#!/usr/bin/env python
# coding: utf-8

# # Periodic Spectral Ergodicity: A measure for Neural Architecture Search
# 
# (c) 2019   
#     Developed by  
#     Mehmet Süzen        
#     suzen at acm dot org  

# ## Sketch
# 
# * Introduce a measure for spectral ergodicity on the set of different length square matrices.  
#   This is called `periodic spectral ergodicity (PSE)`.
# * Report `periodic spectral ergodicity (PSE)` measure for pre-trained networks.
#     * ResNet/VGG variants with top-1/top-5 test errors vs. PSE.

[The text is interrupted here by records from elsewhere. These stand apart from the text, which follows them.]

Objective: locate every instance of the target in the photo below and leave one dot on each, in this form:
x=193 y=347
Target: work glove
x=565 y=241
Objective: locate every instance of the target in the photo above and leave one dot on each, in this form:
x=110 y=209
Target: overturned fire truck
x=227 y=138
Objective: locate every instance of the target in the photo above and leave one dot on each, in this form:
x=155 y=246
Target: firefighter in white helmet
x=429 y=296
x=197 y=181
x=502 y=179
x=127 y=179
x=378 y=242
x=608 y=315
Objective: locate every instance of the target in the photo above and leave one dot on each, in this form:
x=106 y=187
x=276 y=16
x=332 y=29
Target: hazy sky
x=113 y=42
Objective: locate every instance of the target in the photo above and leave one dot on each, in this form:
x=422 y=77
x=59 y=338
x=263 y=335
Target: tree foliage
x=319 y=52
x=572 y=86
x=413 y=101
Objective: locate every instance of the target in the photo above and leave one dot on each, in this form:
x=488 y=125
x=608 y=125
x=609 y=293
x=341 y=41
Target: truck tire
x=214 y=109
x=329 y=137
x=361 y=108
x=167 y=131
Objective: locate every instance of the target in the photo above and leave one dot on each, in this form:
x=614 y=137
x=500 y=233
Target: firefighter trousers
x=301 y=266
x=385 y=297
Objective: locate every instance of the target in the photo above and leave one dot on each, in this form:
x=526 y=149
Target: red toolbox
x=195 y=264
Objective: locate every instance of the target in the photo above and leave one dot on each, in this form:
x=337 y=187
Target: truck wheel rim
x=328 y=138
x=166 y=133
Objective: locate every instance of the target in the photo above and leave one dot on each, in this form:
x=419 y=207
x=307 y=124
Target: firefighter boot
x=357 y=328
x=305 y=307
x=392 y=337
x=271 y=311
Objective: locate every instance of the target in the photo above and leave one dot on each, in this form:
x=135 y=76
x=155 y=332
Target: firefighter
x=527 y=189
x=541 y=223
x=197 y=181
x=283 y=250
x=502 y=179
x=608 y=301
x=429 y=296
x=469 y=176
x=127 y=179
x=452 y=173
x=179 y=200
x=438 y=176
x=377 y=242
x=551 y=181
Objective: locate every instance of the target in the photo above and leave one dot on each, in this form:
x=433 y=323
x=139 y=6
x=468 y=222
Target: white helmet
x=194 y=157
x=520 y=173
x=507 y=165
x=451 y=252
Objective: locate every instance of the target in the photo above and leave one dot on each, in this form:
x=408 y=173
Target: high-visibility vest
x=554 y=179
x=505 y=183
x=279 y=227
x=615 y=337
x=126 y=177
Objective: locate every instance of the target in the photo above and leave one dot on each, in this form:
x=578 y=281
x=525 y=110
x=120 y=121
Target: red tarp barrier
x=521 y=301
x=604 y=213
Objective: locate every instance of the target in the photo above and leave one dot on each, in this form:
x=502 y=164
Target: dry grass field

#         * VGG-11, VGG-13, VGG-16, VGG-19, VGG-11-bn, VGG-13-bn, VGG-16-bn, VGG-19-bn,   
#           RestNet-18, ResNet-34, ResNet-50, ResNet-101, ResNet-152, ResNeXt-101-32x8d, 
#           resnext50_32x4d
#         * extract 4d/2d weights.
#         * reshape 4d to 2d.
#     * Report ensemble sizes/weight matrix sizes
# * Answering questions:
#   * Are there any relationship between network predictive performance and PSE?
#   * Can we say anyting about PSE causing better architecure?
#   * How can we use PSE in Neural Architecture Search (NAS)?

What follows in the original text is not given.